For the last six weeks, the S&P 500 has been moving upward. Bloomberg data show that the index has gained 88% (up to 1,271.50) since March 9, 2009.

In 2010, the index rallied 13%. Netflix, Inc. (NASDAQ: NFLX) earned the top spot for highest gains, rising 219% last year. Cummins Inc. (NYSE: CMI) scored an impressive 140%.

Previously, analysts predicted that health-care and technology companies would win the year, but they ended up having two of the three smallest rallies among 10 industries in the S&P 500, gaining less than 10%. At the same time, banks and real estate firms – which analysts did not rate very highly – performed the best, rising 19% and 28%, respectively.

Further gains were brought on by the Federal Reserve's stimulus spending, which has poured a reported $600 billion into bonds. Bloomberg says that the companies that earned the most are the ones that are most closely tied to the economy. Cliffs Natural Resources Inc. (NYSE: CLF) is one such beneficiary, gaining 69%.

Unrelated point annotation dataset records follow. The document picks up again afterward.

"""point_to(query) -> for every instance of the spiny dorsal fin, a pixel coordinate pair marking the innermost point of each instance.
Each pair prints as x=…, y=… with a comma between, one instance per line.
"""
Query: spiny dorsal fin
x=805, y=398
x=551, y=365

Still, David A. George, a bank analyst at Robert W. Baird & Co., does not believe that analysts could have foreseen the impending changes to financial regulations.

“A year ago today, financial regulatory reform was not even on people's radar,” he said. “Going into 2010, a lot of investors were positioned in big banks. With the increased political and regulatory scrutiny, you saw money come out of those names and into the regionals.”